After deciding the level of involvement you want to have with your investment, you will have to decide exactly which type of Investment ISA you want to opt for.
If you want to invest through a fund you should compare those on the market to make sure you get the account best suited to your needs.
For help choosing a fund, read our guide: 9 Steps to Finding an Investment Fund That Will Maximise Your Profit
In the same way as comparing the various fund ISAs on offer, if you've decided to opt for a self select ISA then you can start to compare the different investment ISAs on the market.
Check exactly what areas each self select ISA will allow you to invest in; some are restricted to certain market sectors, while others may only allow you to buy shares from UK based or European companies.
You should also check the different fees applied by the various accounts, including deposit fees, trading fees and whether the account also applies a dormancy fee if you are inactive for a certain period of time.
The level of advice and guidance you receive will also vary between self select ISAs, some may recommend investments which you have to approve or reject, while execution only account will literally leave the decision entirely to you.
You can compare of the different self select ISAs using our self select comparison table.
If you decide that you want to move your Investment ISA at a later date then you can do this. However, you can't simply close your existing Investment ISA and deposit the money into a new Investment ISA.
In order to ensure that your tax free allowance is transferred, you need to get your investment manager or company to transfer your balance directly to your new account.

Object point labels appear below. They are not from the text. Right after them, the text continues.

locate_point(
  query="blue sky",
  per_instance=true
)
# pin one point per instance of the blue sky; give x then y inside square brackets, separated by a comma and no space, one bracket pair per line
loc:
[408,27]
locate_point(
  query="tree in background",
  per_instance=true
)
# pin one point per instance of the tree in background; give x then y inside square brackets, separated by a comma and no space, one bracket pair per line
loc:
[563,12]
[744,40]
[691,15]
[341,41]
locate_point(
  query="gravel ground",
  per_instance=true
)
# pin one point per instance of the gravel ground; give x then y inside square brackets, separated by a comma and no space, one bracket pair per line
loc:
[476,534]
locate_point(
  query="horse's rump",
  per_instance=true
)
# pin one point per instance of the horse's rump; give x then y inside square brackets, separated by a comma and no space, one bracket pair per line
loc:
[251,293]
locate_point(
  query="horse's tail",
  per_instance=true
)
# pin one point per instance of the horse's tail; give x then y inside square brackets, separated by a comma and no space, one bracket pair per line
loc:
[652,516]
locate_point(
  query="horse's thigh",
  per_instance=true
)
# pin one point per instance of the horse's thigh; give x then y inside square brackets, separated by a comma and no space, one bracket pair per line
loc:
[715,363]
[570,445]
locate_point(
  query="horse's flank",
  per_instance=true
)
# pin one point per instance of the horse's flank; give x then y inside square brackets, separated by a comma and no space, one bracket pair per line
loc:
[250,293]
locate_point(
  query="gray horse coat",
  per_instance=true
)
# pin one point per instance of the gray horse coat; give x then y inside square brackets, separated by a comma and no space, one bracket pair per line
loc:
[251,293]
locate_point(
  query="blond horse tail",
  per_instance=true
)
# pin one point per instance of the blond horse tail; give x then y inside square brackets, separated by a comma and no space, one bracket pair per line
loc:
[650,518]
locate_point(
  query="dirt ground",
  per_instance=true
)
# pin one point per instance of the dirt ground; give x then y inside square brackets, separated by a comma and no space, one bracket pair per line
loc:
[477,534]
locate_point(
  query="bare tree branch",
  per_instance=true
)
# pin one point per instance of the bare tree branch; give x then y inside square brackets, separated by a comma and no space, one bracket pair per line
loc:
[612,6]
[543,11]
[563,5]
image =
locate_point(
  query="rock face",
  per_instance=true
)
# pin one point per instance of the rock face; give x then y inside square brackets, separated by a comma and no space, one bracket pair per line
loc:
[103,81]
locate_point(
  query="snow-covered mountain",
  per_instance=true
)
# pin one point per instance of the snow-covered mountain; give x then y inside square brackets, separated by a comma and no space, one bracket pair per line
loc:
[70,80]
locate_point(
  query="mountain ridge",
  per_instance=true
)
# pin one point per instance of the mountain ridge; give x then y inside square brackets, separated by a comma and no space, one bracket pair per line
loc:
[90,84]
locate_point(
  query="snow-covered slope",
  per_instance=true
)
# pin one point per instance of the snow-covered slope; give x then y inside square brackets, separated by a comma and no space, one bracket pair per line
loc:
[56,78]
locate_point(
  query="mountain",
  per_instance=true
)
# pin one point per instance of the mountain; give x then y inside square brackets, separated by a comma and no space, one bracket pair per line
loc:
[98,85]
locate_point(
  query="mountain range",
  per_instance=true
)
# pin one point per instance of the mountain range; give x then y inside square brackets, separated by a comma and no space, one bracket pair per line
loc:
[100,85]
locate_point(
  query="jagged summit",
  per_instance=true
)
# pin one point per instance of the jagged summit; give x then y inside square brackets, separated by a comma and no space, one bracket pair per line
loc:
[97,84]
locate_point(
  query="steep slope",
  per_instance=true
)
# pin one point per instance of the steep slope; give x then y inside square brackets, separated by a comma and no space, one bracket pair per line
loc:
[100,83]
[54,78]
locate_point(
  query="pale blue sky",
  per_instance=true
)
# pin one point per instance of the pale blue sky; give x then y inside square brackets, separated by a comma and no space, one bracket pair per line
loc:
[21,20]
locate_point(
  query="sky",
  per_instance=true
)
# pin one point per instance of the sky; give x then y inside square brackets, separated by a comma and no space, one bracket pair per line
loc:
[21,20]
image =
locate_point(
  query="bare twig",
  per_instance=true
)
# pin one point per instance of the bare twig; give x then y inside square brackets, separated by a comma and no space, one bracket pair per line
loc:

This usually involves completing an ISA transfer form which is then send to the new account provider who makes sure that the money you are transferring doesn't affect that year's ISA allowance.
If you are unhappy with your Investment ISA you can look to change your investments or switch to a different provider.
As with Cash ISAs, you are allowed to hold more than one Investment ISA but you are only allowed to pay into one each financial year.
You can, if you wish, move money from a Cash ISA to an Investment ISA without losing your tax free benefits and you can now transfer money the other way, from an Investment ISA to cash as well if you wish.
Additionally you can in some situations move existing investments within an ISA wrapper, so you get the tax benefits on the existing account, however, whether you are able to do this will depend on the type of investment account you hold.
For more help transferring your Cash ISA read our guide: How to transfer your Cash ISA.
If you're at all unsure about whether Investment ISAs would work for your finances it's important to get some Investment ISAs advice from an independent financial advisor.